Overall, though, this episode was pretty much on-par with the average of the up-and-down start to the season. Would I have enjoyed this episode more if it hadn’t been preceded by a month-long break? I actually doubt it, but I do admit that the long layoff had me going into this episode in a slightly irritated mood. And while there were some flaws with the plot and character inconsistencies, Bill Paxton’s performance rescued this episode and made it much more watchable. Here’s hoping that Jaimie Alexander continues the strong run of guest appearances next week as Lady Sif, and also that the show can rebound to the level of quality that we’d come to expect from the past few episodes.

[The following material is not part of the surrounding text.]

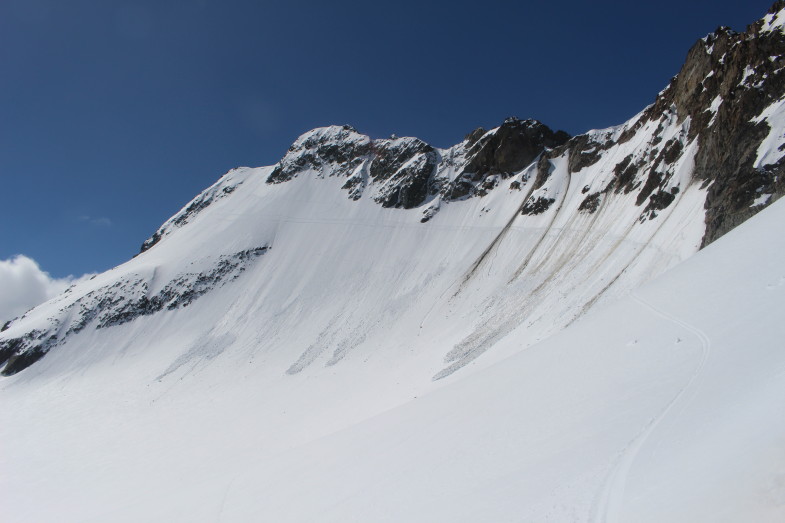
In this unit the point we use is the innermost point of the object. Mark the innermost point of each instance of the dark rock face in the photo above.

But tell me that’s not a testament to how good this show has been - last episode was essentially a train hijacking, this episode was a race to find a miracle cure, and the next episode features the team taking on Asgardians. Only in the Marvel Universe is that actually doable, and to the show’s credit, as long as next week’s episode isn’t a total bomb, they’ll have successfully pulled it off.

*Unless, of course, there’s another random month-long break in the next eight weeks.


The 411: This episode was a definite step back after ‘T.R.A.C.K.S.”; however, Bill Paxton’s Agent John Garrett saved the episode from complete mediocrity. If they can tighten up the plot holes and use less Crichton-y deus ex machina going forward, I’ll go back to giving this show a wholehearted endorsement.